During her time at Ridley, Grace was an active member of the Ridley community. She co-founded the Model U.N. group, formed a Days for Girls charitable activity on campus, joined clubs such as the Syrian Refugee Club and Positive Spaces Group, and helped lead the school, during her final year, as a Prefect. When we sat down with Grace last year, she expressed a profound feeling of gratitude when asked how receiving the scholarship felt.

DSC_3690

“With the Loran Scholarship and with Ridley, I’ve had so many opportunities to be educated at the highest prestige and it’s just such an amazing privilege and it is something I will never take for granted.”

Grace graduated in May, and has since spent her summer preparing for the start of her post-secondary education. As part of her Loran Scholarship, Grace had the opportunity to partake in a Loran Scholars Foundation retreat, that would provide opportunity to strengthen her leadership and team-building skills before her first year of university. The retreat began with a canoe excursion through Algonquin Park with other scholars.

“It was extremely outside of my comfort zone, but was an amazing opportunity to meet some of the students that had also been awarded the scholarship. It was also an extremely physically and mentally challenging trip for myself. During the canoe trip I had to spend a 24-hour period completely alone in the woods, equipped with only a handful of granola, a sleeping bag and a tarp. This was a highlight of my trip. I found it to be an extremely valuable time to reflect and be thoughtful.”

canoe-1149501_1280

The second portion of the retreat took place in Guelph, Ontario. Scholars like Grace – who were just beginning their post-secondary journeys – were able to meet with those who were in different stages of their four-year scholarships. This gave Grace the opportunity to converse with likeminded individuals and see what her future as a Loran Scholar might have in store.

Her biggest takeaway from the retreat was the advice she received about the importance of gratitude.

“Everyone advised me that during the school year things will be hard, they will be overwhelming and that I will likely feel stressed, but to remember what a privilege it is to be educated and even more so what a privilege it is to be educated without fear of financial hurdles. I thought this is great advice. Being thankful and appreciative all the time is so important.”

This September, Grace begins her post-secondary journey at McGill University, where she will study politics and philosophy. Grace says she is most looking forward to getting back in touch with some of her favourite things – like writing and playing music. With the once-in-a-lifetime opportunity that is the Loran Scholarship, Grace will also have the chance to explore some of her passions in the coming summers. The Loran Scholarship allows each scholar to spend three summers on paid internships, all over the world. We look forward to seeing where Grace goes; on both her internship, and her future.

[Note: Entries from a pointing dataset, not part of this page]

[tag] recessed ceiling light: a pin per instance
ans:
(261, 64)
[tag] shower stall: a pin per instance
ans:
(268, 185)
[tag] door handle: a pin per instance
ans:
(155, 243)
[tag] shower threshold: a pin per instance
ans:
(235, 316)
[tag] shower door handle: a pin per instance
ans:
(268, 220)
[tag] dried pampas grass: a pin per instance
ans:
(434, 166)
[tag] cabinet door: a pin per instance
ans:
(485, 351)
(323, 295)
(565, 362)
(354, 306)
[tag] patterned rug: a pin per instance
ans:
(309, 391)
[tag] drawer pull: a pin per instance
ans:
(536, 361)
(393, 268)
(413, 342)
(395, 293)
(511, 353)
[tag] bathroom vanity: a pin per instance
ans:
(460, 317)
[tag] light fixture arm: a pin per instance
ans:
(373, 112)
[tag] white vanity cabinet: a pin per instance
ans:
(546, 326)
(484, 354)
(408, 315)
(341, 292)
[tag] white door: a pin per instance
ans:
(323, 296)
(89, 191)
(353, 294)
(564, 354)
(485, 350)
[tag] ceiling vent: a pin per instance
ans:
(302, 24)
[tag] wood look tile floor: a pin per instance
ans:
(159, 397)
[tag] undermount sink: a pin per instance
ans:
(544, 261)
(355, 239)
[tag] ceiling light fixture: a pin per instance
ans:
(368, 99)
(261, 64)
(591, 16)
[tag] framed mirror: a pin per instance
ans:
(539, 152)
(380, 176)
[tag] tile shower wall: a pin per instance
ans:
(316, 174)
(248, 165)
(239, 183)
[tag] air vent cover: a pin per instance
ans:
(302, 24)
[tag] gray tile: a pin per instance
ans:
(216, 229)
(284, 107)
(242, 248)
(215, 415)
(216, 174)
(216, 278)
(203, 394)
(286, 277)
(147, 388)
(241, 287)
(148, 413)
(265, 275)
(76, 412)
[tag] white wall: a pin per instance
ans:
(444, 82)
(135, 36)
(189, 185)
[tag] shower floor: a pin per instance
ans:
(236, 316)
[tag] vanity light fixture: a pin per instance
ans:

Grace has spent her summer immersed in gratitude and has been reflecting about past, present and future opportunities. To the students who are just beginning their Ridley journeys, Grace says this:

“I would give the same advice as what I received. Being educated at Ridley is a luxury. Don’t forget that. Soak in everything you learn and take advantage of every opportunity you are given and be grateful for all of those things. Always say thank you, not just with your words but also with your actions.”

Good luck to Grace at McGill and good luck to the Class of 2016 as they too begin their post-secondary journeys.